Sunday, November 2, 2014

OUT OF MANY...

Well getting the one came close to a miracle. Ever catch the chariot race in Ben Hur? Imagine a chariot with not four horses, but thirteen. None of them wants to go in the same direction and at least one of them is trying to get in the chariot with the driver. That's what our not so sainted founding fathers were faced with in the summer of 1787.

Just finished literally blasting through E Pluribus Unum by Forrest McDonald. Book originally dates to the early seventies. It's a fairly short, often irreverent survey of the (dis)United States of America in the years between the start of the revolution and the ratifying of the constitution.

He goes section by section, state by state (briefly). Some states come off better than others. And his description of traveling conditions in say North Carolina, remind me just how easy we have it. Fronted by sand bars and barrier islands it was easier to ship exports up or down the coast and ship through Philadelphia, New York or Charleston.

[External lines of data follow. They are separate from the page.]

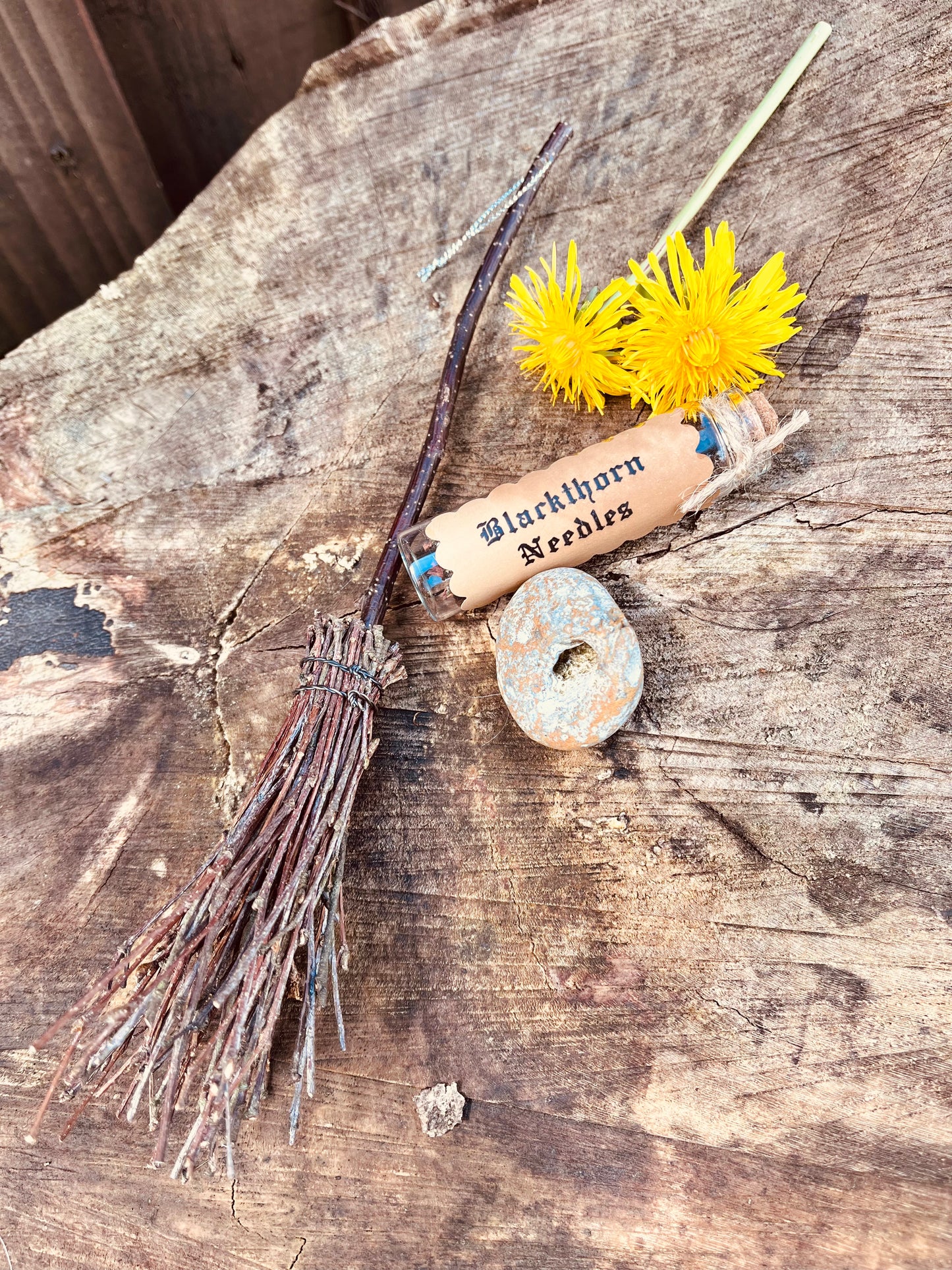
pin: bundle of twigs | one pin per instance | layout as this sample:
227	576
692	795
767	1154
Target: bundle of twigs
190	1008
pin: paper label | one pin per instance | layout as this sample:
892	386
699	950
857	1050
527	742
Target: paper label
582	505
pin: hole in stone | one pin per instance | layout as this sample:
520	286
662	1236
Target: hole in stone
580	660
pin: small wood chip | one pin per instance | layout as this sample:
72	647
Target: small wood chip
439	1109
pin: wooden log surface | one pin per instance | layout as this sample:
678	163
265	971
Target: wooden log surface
694	983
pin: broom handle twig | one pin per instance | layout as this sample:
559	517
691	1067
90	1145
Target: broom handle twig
432	452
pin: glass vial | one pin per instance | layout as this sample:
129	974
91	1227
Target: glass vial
613	492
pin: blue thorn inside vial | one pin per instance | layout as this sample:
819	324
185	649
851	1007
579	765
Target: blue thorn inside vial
709	442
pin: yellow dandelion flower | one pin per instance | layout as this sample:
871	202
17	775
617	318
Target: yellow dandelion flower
698	337
574	348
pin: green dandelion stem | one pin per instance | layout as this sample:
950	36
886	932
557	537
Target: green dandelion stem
782	86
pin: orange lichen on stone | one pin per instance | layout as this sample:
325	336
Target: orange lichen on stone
568	661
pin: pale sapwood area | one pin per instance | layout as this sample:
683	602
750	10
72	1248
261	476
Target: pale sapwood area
694	983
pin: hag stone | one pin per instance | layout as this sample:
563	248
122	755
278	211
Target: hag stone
568	661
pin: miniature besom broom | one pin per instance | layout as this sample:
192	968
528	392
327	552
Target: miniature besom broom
190	1008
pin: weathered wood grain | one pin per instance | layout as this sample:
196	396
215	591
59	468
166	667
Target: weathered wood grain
694	982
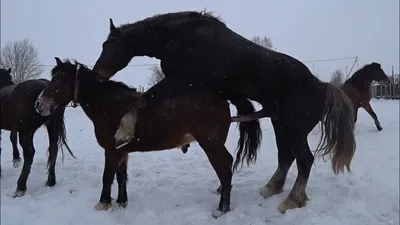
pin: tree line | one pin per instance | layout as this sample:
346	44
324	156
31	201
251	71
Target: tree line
23	58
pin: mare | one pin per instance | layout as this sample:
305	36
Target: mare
18	115
196	116
198	50
358	89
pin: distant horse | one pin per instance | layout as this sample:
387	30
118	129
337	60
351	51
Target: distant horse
18	115
358	89
196	116
197	50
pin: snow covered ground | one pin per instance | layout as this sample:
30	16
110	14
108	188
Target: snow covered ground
173	188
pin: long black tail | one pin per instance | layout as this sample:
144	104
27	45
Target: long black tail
56	126
337	138
250	134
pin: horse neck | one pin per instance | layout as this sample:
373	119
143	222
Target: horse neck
88	92
6	84
361	82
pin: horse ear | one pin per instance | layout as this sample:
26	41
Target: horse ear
113	29
58	61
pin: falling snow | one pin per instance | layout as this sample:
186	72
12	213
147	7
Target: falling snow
173	188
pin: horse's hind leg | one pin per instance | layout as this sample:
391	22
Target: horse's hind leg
221	160
371	112
285	159
53	152
1	175
122	178
14	142
26	141
297	197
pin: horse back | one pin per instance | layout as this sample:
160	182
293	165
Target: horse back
194	113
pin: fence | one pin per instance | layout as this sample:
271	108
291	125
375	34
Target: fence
391	91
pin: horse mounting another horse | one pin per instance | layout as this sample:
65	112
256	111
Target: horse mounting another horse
358	89
197	50
18	115
195	116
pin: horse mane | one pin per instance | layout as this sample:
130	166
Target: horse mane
173	18
110	85
359	75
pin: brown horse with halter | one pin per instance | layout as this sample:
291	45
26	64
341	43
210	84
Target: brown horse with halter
196	116
358	88
18	115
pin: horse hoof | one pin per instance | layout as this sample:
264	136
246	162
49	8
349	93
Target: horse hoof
122	204
103	206
50	183
267	192
219	190
121	143
18	194
218	213
17	163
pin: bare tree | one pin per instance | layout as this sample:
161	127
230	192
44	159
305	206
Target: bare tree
156	75
23	58
265	42
337	77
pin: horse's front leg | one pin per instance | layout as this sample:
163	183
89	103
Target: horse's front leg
122	178
110	168
371	112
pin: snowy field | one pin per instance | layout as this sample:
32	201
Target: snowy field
170	187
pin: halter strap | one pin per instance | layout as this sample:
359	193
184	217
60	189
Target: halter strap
75	99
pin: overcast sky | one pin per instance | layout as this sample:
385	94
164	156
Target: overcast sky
307	29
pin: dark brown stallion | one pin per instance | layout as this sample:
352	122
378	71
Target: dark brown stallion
198	50
196	116
18	115
358	89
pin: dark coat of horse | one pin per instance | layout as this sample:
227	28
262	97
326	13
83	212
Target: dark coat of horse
197	116
19	116
197	50
358	89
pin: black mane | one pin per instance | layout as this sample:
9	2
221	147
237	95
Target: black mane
173	18
363	71
109	85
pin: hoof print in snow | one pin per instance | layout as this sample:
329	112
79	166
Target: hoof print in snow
218	213
103	206
18	194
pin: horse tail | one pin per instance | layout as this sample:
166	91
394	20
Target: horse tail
250	134
56	128
337	127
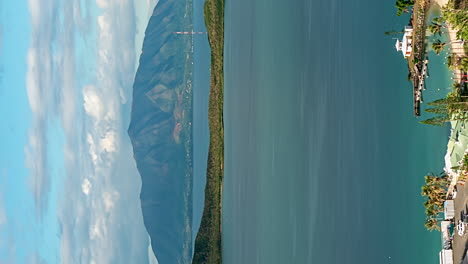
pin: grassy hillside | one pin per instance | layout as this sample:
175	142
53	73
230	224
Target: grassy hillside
208	241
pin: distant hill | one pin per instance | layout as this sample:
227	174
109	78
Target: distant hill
160	131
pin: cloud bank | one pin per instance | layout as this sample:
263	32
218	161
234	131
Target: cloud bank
99	214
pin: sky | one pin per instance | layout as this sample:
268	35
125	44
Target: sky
69	188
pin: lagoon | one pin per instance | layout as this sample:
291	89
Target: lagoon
323	158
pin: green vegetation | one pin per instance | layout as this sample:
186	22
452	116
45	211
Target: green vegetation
435	190
436	26
458	18
403	6
451	108
438	46
208	241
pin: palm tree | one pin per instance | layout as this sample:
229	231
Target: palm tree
432	224
438	46
393	32
435	28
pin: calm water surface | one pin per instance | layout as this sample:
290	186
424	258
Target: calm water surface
324	159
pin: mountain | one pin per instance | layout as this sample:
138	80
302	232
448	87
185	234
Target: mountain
160	131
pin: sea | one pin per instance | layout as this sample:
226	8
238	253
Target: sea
324	160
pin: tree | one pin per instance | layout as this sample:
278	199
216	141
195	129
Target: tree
463	64
432	224
435	28
438	46
403	6
393	32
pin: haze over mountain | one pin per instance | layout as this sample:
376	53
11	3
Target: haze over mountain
161	144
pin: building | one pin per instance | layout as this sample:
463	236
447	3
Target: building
449	209
446	256
406	44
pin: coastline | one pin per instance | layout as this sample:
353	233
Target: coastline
208	244
456	149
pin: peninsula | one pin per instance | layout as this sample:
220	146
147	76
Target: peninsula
208	241
446	195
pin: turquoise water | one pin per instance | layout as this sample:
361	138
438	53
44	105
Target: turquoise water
201	89
324	159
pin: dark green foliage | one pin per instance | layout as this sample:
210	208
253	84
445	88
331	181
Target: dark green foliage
402	6
393	32
438	46
208	241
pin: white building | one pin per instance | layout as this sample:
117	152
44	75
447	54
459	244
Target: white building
406	44
449	210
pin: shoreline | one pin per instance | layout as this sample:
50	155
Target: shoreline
454	147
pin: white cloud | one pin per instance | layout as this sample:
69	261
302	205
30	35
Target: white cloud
86	186
109	142
100	226
93	104
3	216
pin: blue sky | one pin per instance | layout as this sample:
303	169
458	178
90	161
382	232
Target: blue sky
68	181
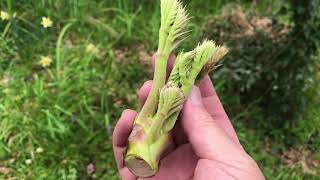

And next time somebody tells you they "don't have time to go cast a ballot" ask them how far they live from their polling place. There were more than a few back country farmers who owned enough property to be eligible to vote but couldn't afford to from one to three days (both ways) to cast their ballots.

There was a whole lot of horse trading, private planning, arm twisting and down right chicanery that went into the creation of and ratification of the final version of the constitution. As for original intent. There wasn't one, in my opinion. More than a few of the delegates still called their home states their country and weren't in any hurry to allow more power to a central, national government.

McDonald refers to farmers, planters, storekeepers, sailors, ship builders, butchers, bakers and candle stick makers. Nowhere does he mention corporations. Probably because corporations as we know them DIDN'T  exist in 1787. I suspect that Patrick Henry for one would consider treating a corporation as a "person" as outright blasphemy if not underhanded chicanery.